Когда Ивана Железнодорожного спрашивали, кто он по профессии, Иван обыкновенно отвечал, что он по профессии абсентист. Вообще понятие «абсентист» обозначает лицо, подверженное страсти к передвижению, непоседу, на самом же деле Иван был по профессии крановщик.

Странствия его начались с того, что, будучи подростком десяти лет, он сбежал из дома и несколько месяцев болтался по детприемникам, пока отчим не разыскал его в Костроме. С тех пор он пускался в скитания более или менее регулярно: вроде бы и жилье есть, и работа есть, а он все по вечерам с тоской посматривает на свой дерматиновый чемодан; проходила неделя, другая, и вдруг он срывался с насиженного места, даже расчета не получив, и перебирался за тысячу километров в какое-нибудь Синегорье, или Кохтла-Ярве, или Талды-Курган. Это патологическое бродяжничество представляется тем более непонятным, что по прибытии на новое место он всегда видел одно и то же: площадь со скучающими таксистами, которые никого не хотят везти, чахлые кустики, зеленеющие, так сказать, для отвода глаз, по обязанности зеленеть, будка горсправки, контейнер для мусора, бюст вождя. И всегда в будке горсправки, где Иван Железнодорожный первым делом пытался выяснить местоположение ближайшей передвижной механизированной колонны, – по простонародному ПМК, – справщица говорила ему неприязненно:

– Дожидай.

Обыкновенно он в первый же день устраивался на работу, получал место в общежитии и две-три недели существовал, как солдаты лямку тянут, – день прожит, и хорошо. Но вскоре его начинали раздражать глупые разговоры строителей, ежедневное пьянство, разного рода нечистота, и тогда он начинал с тоской поглядывать на свой дерматиновый чемодан.
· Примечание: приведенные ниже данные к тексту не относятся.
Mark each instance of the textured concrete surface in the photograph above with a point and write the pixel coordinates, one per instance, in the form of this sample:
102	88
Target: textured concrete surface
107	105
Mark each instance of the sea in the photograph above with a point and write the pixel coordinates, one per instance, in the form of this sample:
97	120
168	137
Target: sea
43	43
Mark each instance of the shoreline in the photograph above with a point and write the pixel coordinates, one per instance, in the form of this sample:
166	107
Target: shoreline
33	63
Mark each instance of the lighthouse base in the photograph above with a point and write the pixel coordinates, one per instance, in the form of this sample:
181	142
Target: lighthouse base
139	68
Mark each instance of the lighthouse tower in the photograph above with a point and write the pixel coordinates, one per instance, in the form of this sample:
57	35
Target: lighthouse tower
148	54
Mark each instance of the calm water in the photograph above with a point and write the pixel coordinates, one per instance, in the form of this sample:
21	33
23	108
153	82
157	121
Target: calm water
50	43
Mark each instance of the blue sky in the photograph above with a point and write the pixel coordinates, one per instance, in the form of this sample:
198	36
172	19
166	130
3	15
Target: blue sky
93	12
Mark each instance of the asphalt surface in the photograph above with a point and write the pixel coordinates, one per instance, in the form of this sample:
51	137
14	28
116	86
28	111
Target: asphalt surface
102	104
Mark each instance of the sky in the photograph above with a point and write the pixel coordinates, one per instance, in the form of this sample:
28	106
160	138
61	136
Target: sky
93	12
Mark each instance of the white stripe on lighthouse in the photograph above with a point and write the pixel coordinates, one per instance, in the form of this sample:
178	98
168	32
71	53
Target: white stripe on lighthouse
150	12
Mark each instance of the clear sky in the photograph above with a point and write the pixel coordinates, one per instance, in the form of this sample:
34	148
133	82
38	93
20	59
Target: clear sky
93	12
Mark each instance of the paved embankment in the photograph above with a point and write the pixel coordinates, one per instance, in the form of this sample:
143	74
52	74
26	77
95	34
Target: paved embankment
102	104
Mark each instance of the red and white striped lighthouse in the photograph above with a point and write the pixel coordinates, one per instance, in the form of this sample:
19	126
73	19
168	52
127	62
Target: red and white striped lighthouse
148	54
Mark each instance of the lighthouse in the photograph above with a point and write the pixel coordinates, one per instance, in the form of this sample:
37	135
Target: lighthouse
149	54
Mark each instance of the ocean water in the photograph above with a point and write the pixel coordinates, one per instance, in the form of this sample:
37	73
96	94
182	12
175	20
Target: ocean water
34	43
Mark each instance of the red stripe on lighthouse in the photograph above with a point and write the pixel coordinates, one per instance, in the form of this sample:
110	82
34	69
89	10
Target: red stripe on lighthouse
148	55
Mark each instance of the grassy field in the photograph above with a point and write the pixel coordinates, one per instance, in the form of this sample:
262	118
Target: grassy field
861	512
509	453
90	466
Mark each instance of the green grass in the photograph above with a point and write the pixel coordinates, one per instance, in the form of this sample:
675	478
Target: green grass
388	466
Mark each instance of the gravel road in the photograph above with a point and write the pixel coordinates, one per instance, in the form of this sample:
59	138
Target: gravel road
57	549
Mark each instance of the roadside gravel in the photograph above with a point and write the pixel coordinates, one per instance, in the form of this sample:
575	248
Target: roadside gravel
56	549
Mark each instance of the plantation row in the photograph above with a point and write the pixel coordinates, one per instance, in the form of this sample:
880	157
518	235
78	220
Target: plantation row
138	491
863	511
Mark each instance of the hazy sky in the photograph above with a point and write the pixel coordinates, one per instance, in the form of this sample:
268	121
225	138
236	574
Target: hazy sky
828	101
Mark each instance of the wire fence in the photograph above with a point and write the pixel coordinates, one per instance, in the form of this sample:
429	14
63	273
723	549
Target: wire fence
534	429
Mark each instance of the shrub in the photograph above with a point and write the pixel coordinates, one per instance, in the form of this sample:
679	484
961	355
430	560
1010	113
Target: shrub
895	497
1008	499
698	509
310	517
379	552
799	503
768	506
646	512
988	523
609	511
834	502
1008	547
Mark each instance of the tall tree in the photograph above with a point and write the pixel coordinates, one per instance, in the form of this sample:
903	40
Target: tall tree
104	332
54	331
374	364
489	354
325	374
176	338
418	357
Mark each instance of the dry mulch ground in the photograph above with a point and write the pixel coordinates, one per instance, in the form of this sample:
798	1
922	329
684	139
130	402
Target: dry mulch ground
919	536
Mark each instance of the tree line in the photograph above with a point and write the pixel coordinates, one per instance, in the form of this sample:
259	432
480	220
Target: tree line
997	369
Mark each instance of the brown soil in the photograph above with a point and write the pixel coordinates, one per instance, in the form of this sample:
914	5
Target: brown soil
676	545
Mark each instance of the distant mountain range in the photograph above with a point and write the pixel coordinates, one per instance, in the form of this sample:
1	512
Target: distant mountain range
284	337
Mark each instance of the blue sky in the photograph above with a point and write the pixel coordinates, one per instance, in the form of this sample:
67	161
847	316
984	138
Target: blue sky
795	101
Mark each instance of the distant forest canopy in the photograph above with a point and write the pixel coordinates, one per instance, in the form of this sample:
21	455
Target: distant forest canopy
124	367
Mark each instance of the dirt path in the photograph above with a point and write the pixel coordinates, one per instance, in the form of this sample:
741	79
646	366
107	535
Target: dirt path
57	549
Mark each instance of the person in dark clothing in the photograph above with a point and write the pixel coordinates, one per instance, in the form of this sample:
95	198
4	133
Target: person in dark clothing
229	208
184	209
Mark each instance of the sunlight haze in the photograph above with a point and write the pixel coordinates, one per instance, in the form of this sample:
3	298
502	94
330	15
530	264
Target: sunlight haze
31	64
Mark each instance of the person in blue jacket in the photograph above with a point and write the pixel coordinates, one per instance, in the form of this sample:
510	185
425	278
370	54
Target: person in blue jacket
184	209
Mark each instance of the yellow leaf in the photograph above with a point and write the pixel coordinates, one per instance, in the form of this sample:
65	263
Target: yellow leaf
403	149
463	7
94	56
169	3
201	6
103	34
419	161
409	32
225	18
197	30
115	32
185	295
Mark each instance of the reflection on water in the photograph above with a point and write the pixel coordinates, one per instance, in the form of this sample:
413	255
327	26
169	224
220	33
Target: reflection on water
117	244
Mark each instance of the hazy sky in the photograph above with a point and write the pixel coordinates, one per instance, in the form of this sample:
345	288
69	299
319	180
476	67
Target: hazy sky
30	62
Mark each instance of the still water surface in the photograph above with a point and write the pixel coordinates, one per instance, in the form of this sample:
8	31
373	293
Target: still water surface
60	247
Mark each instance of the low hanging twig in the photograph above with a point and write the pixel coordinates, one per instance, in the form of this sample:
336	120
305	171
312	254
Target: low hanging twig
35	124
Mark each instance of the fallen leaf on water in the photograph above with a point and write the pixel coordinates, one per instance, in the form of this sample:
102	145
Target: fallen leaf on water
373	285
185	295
В середине восьмидесятых годов абсентист Железнодорожный уехал в Эстонию, то есть без малого за границу, нанялся там на сланцевые разработки, получил койку в общежитии, но на шестой день жизни в опрятной приморской республике он углядел в скверике бюст вождя, а на седьмой день официант в пивной сказал ему:

– Дожидай.

Тогда он вернулся в Россию, где уже свирепствовали обновленческие настроения, вдруг увлекся политической деятельностью и даже записался в партию воинствующих демократов, которой заправлял тогда один видный московский якобинец, – как показало время, выскочка и дурак. Именно некоторое время спустя, на митинге возле памятника Дзержинскому, он пообещал перевешать всех коммунистов, националистов, а также гомосексуалистов, и абсентист Железнодорожный вдруг так затосковал, как он никогда прежде не тосковал. Дело кончилось тем, что он выправил себе израильскую визу и стал собираться в путь. Знакомые ему говорили:

– Ты что, одурел, Иван?! Мало того, что Израиль прифронтовое государство, там еще действительные академики маются в сторожах!

Железнодорожный им отвечал:

– Что такое война и безработица по сравнению с тем, что в России невозможно выписать газету, потому что ее крадут из почтового ящика нищие любители почитать?!

Знакомые свое:

– Ну ладно, был бы ты еврей, Иван, тогда понятно, но ведь ты же как есть Иван!

И Железнодорожный свое:

– Ради такого дела я хоть в кочевники запишусь!

Короче говоря, зимой девяносто второго года Иван сел в самолет и взмыл над Подмосковьем, до боли похожим на черно-белое, дедовское кино. Пролетел он над всей Среднерусской возвышенностью, над Днепром, Балканами, островом Крит, Средиземным морем цвета сильно разведенных чернил и благополучно приземлился в аэропорту Бен-Гурион, где на поверку почему-то оказалось нечем дышать, как в парной Сандуновских бань. Вышел абсентист Железнодорожный под чужое африканское небо, и что же он видит: скучающие таксисты, чахлые кустики, зеленеющие, так сказать, для отвода глаз, по обязанности зеленеть, контейнер для мусора, бюст вождя.

Вздохнул Иван и пошел искать справочную, чтобы выяснить, существуют ли, нет ли в Израиле ПМК. А справщица, молодая дама с подозрительно родным лицом, говорит ему:

– Дожидай.

6

Яков Беркин, бухгалтер загадочного предприятия АО «Роспреступность», грузный пятидесятилетний мужчина, наливается пивом, хрумкает солеными орешками и рассказывает про себя...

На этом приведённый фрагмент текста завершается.